Two live cards
Some bloggers were playing in a blogger-only WSOP satellite Sunday night. Two short stacks went all-in; one survived. But the survivor had the hammer (7-2 offsuit), and that got the other guy mad, and some name-calling resulted.
It may hurt to hear it, but the hammer player made the right decision, and wasn’t acting at all in an “essentially random fashion.” In low-M situations, the cards aren’t that important. You can’t afford to see a flop without first exploiting the fold equity of your stack. If you did limp in with half your stack, your opponent would put you all-in on the flop no matter what. So your only move is to go all-in preflop the first time it’s folded to you. You hope that everyone else folds, or someone calls with two cards that don’t pair up.

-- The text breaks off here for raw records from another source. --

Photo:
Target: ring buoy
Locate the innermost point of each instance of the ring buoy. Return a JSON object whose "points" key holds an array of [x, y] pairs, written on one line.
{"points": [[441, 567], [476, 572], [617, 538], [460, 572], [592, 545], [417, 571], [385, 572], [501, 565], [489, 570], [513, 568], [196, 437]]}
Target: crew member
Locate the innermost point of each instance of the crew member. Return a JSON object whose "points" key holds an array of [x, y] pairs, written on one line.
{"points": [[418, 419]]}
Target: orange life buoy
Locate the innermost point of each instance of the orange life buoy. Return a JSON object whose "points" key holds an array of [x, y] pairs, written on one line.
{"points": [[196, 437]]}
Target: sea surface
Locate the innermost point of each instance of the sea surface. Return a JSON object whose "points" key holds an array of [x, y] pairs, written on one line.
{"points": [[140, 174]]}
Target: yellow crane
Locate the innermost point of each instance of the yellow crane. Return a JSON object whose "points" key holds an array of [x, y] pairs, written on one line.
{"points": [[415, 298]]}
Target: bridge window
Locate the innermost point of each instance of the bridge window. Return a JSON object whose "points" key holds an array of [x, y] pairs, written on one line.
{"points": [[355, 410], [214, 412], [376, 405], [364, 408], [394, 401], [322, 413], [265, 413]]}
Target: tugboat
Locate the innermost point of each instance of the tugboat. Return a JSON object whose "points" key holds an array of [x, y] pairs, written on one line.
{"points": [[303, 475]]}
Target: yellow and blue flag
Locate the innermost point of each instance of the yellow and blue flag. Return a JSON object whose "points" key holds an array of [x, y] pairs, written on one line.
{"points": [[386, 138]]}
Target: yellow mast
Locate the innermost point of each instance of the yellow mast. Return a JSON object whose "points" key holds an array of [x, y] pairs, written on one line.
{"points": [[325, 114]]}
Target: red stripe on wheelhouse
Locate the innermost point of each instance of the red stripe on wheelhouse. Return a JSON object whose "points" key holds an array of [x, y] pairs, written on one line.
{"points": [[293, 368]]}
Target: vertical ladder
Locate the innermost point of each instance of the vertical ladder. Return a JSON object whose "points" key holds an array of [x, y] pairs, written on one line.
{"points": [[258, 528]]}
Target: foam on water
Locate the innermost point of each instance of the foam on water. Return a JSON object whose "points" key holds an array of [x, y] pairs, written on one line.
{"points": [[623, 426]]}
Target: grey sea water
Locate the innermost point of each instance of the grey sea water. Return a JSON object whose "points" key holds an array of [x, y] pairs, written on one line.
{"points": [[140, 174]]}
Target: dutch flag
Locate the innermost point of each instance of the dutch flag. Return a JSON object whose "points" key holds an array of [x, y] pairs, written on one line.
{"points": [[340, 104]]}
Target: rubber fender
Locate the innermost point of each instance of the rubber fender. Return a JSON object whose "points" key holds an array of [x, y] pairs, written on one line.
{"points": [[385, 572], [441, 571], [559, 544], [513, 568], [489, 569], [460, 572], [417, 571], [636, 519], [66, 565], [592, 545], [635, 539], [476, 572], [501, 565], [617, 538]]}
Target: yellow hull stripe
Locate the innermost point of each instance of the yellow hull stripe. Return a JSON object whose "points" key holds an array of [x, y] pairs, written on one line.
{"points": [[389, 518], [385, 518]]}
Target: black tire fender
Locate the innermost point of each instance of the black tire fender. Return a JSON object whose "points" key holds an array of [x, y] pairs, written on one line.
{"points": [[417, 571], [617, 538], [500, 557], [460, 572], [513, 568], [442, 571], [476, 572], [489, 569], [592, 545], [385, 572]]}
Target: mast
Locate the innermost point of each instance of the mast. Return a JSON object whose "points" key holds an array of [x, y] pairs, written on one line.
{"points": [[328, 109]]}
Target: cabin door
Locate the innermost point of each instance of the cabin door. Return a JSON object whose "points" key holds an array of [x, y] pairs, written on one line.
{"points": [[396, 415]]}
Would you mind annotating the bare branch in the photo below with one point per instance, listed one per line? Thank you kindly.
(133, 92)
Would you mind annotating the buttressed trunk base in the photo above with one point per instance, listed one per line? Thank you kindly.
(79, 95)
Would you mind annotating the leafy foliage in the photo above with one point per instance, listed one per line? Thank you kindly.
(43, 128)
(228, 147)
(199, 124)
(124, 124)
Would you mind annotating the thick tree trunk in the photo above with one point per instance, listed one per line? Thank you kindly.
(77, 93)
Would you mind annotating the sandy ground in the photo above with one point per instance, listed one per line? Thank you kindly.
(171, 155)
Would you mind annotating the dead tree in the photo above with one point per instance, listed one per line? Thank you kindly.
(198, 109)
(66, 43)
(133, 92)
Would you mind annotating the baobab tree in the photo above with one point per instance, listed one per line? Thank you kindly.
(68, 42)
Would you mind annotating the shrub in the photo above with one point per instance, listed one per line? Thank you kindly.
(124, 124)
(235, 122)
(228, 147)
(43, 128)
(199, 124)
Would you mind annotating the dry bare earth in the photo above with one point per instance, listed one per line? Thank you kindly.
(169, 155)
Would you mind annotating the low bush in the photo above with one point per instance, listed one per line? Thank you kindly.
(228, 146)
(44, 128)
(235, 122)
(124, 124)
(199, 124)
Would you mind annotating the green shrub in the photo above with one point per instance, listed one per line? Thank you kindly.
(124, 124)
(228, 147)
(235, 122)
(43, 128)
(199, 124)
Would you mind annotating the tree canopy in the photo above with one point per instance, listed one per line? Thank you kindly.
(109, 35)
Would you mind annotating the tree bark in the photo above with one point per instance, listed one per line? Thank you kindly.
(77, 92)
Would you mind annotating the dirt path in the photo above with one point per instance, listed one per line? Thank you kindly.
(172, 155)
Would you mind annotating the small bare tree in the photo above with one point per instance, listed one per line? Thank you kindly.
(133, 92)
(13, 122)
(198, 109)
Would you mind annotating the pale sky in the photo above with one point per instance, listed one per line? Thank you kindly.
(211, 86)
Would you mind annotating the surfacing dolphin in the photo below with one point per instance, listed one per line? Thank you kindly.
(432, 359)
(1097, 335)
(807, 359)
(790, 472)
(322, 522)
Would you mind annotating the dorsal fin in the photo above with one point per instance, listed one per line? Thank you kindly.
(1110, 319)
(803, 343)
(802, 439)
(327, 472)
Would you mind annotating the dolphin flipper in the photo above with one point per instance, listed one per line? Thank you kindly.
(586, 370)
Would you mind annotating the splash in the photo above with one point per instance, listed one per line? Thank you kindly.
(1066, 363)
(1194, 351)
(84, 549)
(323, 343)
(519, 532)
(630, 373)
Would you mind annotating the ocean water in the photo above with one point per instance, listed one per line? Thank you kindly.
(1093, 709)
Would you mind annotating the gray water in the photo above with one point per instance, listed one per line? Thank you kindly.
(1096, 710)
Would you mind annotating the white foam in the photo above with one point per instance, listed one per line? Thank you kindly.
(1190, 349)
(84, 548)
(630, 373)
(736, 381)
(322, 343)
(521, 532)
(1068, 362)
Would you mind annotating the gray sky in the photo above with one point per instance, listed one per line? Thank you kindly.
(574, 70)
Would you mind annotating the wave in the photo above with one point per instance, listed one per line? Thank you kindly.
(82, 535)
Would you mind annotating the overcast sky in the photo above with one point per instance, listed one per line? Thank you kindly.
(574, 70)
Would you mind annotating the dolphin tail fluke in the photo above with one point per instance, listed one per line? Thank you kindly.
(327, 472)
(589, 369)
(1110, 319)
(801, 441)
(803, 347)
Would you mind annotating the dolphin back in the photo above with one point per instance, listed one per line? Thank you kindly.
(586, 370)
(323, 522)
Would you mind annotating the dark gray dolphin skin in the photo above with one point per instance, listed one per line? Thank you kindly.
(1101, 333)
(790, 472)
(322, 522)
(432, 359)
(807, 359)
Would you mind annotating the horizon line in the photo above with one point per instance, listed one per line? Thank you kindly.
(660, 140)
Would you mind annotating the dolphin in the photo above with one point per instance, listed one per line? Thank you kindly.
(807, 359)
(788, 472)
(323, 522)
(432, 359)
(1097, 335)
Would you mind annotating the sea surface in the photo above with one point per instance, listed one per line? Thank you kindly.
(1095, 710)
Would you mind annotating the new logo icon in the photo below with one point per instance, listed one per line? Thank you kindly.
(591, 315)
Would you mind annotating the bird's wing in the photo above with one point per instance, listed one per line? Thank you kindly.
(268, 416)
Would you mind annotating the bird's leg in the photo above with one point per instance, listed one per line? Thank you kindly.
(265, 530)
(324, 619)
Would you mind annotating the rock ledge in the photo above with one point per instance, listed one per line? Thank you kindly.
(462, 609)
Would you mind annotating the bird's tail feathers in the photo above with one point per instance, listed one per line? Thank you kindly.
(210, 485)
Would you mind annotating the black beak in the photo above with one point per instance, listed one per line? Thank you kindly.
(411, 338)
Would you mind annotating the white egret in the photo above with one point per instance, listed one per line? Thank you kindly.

Unfortunately, this works in the other direction, too. The larger stack is going to assume the short stack is playing aggressively:
PokerStars No-Limit Hold'em Tourney,
Big Blind is t3000 (3 handed)
Sowbug (t146659)
Button (t89108)
SB (Victim) (t34233)
Preflop: Sowbug is BB with 4h, Qs.
1 fold, SB (Victim) raises to t9000, Sowbug raises to t15000,
SB (Victim) raises to t34083, Sowbug calls t19083.
Flop: (t68316) 2s, 7c, 4s (2 players)
Victim said, "what?"
Turn: (t68316) Jd (2 players)
River: (t68316) 7s (2 players)
Final Pot: t68316
Results below:
Sowbug has 4h Qs (two pair, sevens and fours).
Victim has Qh Ad (one pair, sevens).
Outcome: Sowbug wins t68316.
Much of the preflop raising was just posturing on my part, but Victim’s all-in gave me excellent pot odds (2.6 to 1). Against 22+,ATs+,KTs+,QTs+,JTs,ATo+,KTo, Q4o was a 2.2 to 1 underdog, so I had little choice but to call. Granted, I didn’t do this calculation at the time; I knew I’d call when I had to put in 19,083 to win 49,233 and have a chance at guaranteeing at least a second-place finish.